太田述正コラム#14926(2025.5.6)
<渡辺信一郎『中華の成立–唐代まで』を読む(その6)>(2025.8.1公開)

 「・・・前1600年頃にはじまる殷王朝・・・の中核聚落群は、前期の偃師商城<(注11)>(えんししょうじょう)・・・、鄭州商城<(注12)>・・・のように大型城郭をもつ・・・。

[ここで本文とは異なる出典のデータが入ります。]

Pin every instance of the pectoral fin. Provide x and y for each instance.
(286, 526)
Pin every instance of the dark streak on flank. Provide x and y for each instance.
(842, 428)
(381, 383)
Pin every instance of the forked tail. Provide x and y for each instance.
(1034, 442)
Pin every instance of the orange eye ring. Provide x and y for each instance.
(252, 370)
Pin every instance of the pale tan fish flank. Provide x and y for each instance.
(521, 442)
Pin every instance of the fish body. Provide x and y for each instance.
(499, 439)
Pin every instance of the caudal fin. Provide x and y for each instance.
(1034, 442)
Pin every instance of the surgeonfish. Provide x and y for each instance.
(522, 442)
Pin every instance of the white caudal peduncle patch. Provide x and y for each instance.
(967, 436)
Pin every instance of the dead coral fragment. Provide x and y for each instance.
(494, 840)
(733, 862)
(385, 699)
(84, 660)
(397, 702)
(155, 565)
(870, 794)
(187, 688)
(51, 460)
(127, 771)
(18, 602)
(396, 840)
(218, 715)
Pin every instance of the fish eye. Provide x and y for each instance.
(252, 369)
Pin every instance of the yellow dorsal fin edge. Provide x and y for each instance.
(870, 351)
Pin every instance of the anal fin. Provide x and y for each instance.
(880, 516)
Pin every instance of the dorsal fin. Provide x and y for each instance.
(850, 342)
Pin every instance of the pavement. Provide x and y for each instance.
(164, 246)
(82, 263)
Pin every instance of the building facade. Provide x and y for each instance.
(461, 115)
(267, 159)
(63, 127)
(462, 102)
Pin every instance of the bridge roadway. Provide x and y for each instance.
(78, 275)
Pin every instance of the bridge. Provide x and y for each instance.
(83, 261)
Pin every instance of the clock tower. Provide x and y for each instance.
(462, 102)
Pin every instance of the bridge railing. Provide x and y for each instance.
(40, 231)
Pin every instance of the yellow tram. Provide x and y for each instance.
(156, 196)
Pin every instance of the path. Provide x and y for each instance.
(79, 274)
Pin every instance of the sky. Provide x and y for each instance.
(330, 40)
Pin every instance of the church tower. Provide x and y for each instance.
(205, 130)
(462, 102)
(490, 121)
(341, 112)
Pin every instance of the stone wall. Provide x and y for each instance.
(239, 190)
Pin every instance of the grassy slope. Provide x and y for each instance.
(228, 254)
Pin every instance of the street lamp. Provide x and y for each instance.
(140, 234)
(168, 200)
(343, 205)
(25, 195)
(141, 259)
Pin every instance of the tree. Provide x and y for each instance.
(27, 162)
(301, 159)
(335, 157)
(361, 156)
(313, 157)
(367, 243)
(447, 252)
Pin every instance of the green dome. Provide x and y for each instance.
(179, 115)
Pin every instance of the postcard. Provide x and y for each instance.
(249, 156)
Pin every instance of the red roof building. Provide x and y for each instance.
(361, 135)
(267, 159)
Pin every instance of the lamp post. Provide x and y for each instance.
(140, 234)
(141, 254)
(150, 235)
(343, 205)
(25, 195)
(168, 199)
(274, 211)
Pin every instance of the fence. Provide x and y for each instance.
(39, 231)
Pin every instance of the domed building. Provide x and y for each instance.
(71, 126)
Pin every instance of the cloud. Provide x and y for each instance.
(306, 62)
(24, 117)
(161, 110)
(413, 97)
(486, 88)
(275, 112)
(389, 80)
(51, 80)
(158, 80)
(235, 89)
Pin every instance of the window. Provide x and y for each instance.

 (注11)「河南省洛陽市偃師区の西にある、殷王朝初期の都の西亳<(はく)>に比定されている遺跡である。・・・
 城邑の形は長方形で、大城・内城・宮城という三重の城壁が建てられている。大城は長さが南北が約1700メートル余り、東西が約1215メートル・・・。すでに7つの城門が発見されている。城壁の厚さは上部が14メートル、下部が19メートルで、現在の高さは2.3メートルである。外側には堀がある。内城の形も長方形で、長さは南北が約1100メートル、東西が約740メートルである。城壁の厚さは6-7メートルで、大城と同様の形態をしている。内城の西壁・南壁と大城の城壁は重なっている。中央には宮城の遺構があり、形は正方形に近く、四方に厚さ約2メートルの土壁が建てられている。周囲の長さは約800メートル強で、すぐ外を厚さ約3メートルの土壁に囲まれている。・・・
 城邑の東北と西南には1つずつ小城が建てられている、形はほぼ正方形で、周囲の長さは約200メートルである。周囲には厚さ2メートルの土塀が築かれている。」
https://ja.wikipedia.org/wiki/%E5%81%83%E5%B8%AB%E5%95%86%E5%9F%8E%E9%81%BA%E8%B7%A1
 (注12)「河南省・・・鄭州市の二里岡一帯で商代の遺跡が発見され、・・・早期の都である亳都と推定しました。・・・面積は25万平方キロメートルで、「内城外郭」の構造を採用し、後世の<支那>古代都の建造の基本規制を打ち立てました。」
https://www.afpbb.com/articles/-/3477258
 「湯は夏王朝を滅ぼして殷の王になり、亳がその都になった。後、帝仲丁が都を隞に移し、その後も転々としたが、帝盤庚が成湯の故地に遷ってまた都を置いた。後、帝武乙のときにまた亳を去って黄河の北に都を移した。」
https://ja.wikipedia.org/wiki/%E4%BA%B3

⇒鄭州の鄭州商城と洛陽の偃師商城の位置関係は下掲図の通りです。
https://ja.wikipedia.org/wiki/%E6%B4%9B%E9%99%BD%E5%B8%82#/media/%E3%83%95%E3%82%A1%E3%82%A4%E3%83%AB:ChinaHenanLuoyang.png 黒丸が前者、白丸が後者
 二里頭文化(夏?)は城壁文化だったので、その夏の本拠のかなり東の位置に最初の首都を設けた(注13)殷はそこに鄭州商「城」を築き、また、殷は、その後首都としたところの、二里頭文化(夏?)の本拠のすぐ近くに設けた首都にも、「惰性で」偃師商「城」を築いた、と考えられます。(太田)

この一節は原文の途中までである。